Undiscovered archaeological resources on the property, including burial sites, may also help the organization identify enslaved men and women there.

“And then you can add the story of the enslaved people’s lives there,” he added. “Because if they get that land and they get out there and start doing archeology, who knows what they’re gonna find about the enslaved people’s lives in that area.”

Don Kline, a retired Navy officer who gives historic tours in Williamsburg, lives adjacent to the land and said that it would be a “huge win” if the American Battlefield Trust is able to preserve it.

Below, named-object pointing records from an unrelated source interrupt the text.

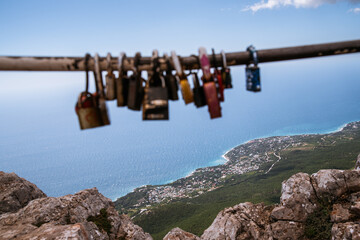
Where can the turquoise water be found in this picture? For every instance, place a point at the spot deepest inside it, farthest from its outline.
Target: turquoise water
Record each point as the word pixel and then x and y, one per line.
pixel 40 138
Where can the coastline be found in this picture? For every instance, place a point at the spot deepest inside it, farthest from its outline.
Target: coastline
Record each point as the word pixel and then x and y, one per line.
pixel 329 131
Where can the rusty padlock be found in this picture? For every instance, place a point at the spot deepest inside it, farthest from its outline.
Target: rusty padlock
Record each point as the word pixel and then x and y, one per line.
pixel 86 106
pixel 155 105
pixel 110 87
pixel 184 84
pixel 136 90
pixel 210 90
pixel 122 82
pixel 100 94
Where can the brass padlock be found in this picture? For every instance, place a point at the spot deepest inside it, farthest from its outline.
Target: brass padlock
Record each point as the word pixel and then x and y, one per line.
pixel 171 81
pixel 198 91
pixel 88 111
pixel 218 79
pixel 122 82
pixel 86 106
pixel 252 72
pixel 212 100
pixel 155 104
pixel 225 72
pixel 100 94
pixel 110 87
pixel 136 90
pixel 210 90
pixel 184 84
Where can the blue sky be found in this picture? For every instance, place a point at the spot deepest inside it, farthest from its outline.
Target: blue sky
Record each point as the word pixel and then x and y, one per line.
pixel 39 133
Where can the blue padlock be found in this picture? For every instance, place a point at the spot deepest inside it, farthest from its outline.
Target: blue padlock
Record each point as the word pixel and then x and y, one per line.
pixel 252 72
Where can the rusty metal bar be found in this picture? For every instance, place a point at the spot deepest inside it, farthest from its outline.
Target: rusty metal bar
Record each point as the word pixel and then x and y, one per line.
pixel 8 63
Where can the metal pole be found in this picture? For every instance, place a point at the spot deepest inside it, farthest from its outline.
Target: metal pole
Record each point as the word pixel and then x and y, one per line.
pixel 8 63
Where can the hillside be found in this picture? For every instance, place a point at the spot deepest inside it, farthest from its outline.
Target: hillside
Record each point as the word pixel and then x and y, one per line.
pixel 254 173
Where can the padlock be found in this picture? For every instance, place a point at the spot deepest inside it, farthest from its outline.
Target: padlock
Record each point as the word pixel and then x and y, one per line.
pixel 155 104
pixel 212 100
pixel 87 108
pixel 170 80
pixel 218 79
pixel 135 94
pixel 198 91
pixel 225 72
pixel 110 87
pixel 184 84
pixel 87 111
pixel 100 94
pixel 122 82
pixel 252 72
pixel 253 79
pixel 210 90
pixel 136 90
pixel 186 90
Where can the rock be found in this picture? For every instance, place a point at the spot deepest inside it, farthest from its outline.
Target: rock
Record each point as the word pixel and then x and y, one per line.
pixel 67 217
pixel 298 199
pixel 329 184
pixel 340 213
pixel 16 192
pixel 283 230
pixel 128 230
pixel 179 234
pixel 243 221
pixel 355 209
pixel 352 178
pixel 81 231
pixel 357 164
pixel 342 231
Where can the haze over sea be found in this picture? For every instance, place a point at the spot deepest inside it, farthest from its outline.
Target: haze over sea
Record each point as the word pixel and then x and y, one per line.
pixel 40 138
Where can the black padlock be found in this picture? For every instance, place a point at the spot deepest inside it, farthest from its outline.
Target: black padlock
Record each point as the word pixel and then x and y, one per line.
pixel 253 72
pixel 198 91
pixel 110 87
pixel 136 90
pixel 122 82
pixel 225 72
pixel 170 80
pixel 155 104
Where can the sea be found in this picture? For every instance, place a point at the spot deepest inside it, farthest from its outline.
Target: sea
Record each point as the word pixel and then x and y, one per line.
pixel 40 138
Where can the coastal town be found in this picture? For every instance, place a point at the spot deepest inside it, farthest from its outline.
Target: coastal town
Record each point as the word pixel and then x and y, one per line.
pixel 251 156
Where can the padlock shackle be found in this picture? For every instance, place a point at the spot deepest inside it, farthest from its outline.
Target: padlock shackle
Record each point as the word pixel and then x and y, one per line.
pixel 253 54
pixel 98 76
pixel 108 63
pixel 86 62
pixel 121 59
pixel 223 56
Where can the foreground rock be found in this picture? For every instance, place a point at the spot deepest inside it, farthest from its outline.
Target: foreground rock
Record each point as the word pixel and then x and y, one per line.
pixel 16 192
pixel 325 205
pixel 179 234
pixel 84 215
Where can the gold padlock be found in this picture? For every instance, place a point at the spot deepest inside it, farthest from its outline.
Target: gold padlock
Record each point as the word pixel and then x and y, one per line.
pixel 110 80
pixel 100 94
pixel 184 84
pixel 186 91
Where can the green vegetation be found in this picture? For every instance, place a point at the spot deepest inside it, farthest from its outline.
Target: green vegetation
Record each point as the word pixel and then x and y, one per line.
pixel 318 225
pixel 338 151
pixel 101 221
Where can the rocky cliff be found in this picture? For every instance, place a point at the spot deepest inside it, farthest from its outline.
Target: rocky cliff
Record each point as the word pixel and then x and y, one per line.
pixel 26 213
pixel 324 205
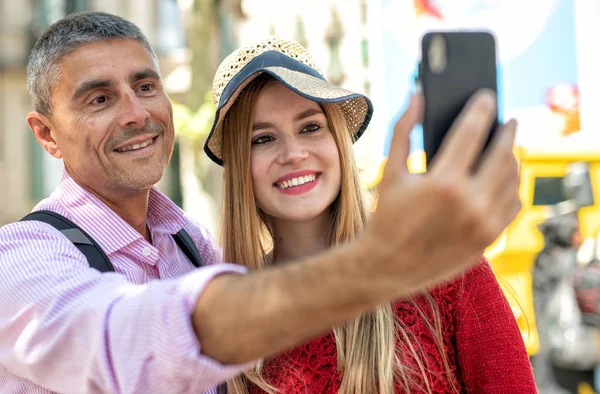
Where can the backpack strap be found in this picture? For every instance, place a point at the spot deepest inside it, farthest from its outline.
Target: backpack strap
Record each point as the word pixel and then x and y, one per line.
pixel 95 255
pixel 87 245
pixel 188 247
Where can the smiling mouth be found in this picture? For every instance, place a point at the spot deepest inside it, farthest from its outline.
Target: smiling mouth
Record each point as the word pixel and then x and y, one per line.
pixel 298 181
pixel 136 146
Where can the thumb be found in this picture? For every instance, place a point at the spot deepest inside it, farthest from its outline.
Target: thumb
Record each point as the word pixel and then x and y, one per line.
pixel 400 144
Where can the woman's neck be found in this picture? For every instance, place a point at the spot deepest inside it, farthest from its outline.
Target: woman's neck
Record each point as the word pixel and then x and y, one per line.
pixel 293 240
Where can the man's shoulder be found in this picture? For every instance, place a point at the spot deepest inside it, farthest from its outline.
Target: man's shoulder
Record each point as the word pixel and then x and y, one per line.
pixel 208 247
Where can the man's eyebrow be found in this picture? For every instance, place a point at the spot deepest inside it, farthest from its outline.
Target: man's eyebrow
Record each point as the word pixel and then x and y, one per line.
pixel 144 74
pixel 88 86
pixel 302 115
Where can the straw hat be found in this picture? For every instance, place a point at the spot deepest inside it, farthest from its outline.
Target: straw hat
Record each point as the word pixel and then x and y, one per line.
pixel 291 64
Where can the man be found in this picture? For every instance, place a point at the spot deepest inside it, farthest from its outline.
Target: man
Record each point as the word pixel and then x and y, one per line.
pixel 158 325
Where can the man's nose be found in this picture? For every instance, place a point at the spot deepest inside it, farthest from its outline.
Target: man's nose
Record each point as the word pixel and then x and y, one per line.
pixel 133 112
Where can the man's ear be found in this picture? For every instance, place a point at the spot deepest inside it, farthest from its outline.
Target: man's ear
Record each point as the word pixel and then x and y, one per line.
pixel 42 129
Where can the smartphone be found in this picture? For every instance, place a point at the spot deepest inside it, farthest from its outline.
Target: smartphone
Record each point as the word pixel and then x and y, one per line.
pixel 454 65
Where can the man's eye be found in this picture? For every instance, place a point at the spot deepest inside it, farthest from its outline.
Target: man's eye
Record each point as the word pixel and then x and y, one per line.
pixel 99 100
pixel 262 139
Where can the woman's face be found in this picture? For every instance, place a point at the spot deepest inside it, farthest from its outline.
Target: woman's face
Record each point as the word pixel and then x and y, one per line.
pixel 295 161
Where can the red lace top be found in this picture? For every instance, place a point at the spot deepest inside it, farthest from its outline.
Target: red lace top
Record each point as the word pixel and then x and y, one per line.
pixel 480 335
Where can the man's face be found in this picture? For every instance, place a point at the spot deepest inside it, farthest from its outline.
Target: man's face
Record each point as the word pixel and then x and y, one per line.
pixel 111 120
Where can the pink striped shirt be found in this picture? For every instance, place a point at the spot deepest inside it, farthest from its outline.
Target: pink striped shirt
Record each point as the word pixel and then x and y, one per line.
pixel 67 328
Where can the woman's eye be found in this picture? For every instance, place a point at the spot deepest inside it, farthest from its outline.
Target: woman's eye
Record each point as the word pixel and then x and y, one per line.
pixel 310 128
pixel 262 139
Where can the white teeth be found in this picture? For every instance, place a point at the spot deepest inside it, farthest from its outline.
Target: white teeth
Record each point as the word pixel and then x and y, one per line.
pixel 297 181
pixel 136 146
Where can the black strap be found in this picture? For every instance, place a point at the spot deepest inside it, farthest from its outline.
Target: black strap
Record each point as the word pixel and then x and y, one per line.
pixel 188 247
pixel 87 245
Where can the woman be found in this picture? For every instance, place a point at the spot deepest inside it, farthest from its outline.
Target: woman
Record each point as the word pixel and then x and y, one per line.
pixel 284 137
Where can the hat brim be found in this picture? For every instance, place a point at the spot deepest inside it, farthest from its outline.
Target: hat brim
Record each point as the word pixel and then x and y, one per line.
pixel 299 78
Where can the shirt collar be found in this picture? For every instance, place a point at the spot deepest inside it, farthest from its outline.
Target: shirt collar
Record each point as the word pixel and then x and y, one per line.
pixel 106 227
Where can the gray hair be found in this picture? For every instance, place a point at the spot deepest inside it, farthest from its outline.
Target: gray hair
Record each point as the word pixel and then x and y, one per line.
pixel 67 34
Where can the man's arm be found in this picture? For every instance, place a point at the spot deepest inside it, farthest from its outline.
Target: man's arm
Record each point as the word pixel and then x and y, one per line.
pixel 426 229
pixel 67 327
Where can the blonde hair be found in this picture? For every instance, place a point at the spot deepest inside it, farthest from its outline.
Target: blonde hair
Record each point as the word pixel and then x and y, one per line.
pixel 366 347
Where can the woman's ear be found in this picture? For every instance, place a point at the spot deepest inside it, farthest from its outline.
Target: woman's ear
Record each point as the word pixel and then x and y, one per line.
pixel 42 129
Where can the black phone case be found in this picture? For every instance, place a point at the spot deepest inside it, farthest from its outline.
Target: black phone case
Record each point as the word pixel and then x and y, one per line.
pixel 471 65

“If the Trust is successful and we’re able to preserve it and properly interpret it, put signage up, maybe some trails or however it’s going to end up being developed, it’s only going to improve our property values here in this community,” he said.

Calling it a “microcosm of U.S. history,” Kline noted the uniqueness of the property.

“It’s definitely worth conserving and interpreting,” he said.

Brasher said that preserving the land would also bring more economic opportunity to the area.

“You’ve got a Civil War story thats largely not interpreted in that area. The fact that the Civil War story in that area hasn’t been told is really a shame,” he said. “So if the National Park Service were able to get that land and start interpreting that story, just think about what a boom that would be for that area. Because now you’re not only getting the Colonial Williamsburg visitor, but you’re going to start getting the Civil War visitor.” 

The $4.6 million matching grant from NPS is the largest in the two-decade history of the federal ABPP.

The American Battlefield Trust also acquired a 29-acre tract at the Bloody Ravine from the Colonial Williamsburg Foundation through grants from ABPP and the Commonwealth of Virginia, as well as donations from Trust members last December.

The nonprofit organization, which is dedicated to preserving battlegrounds and educating the public about what happened there, has protected nearly 54,000 acres connected to the Revolutionary War, War of 1812 and Civil War.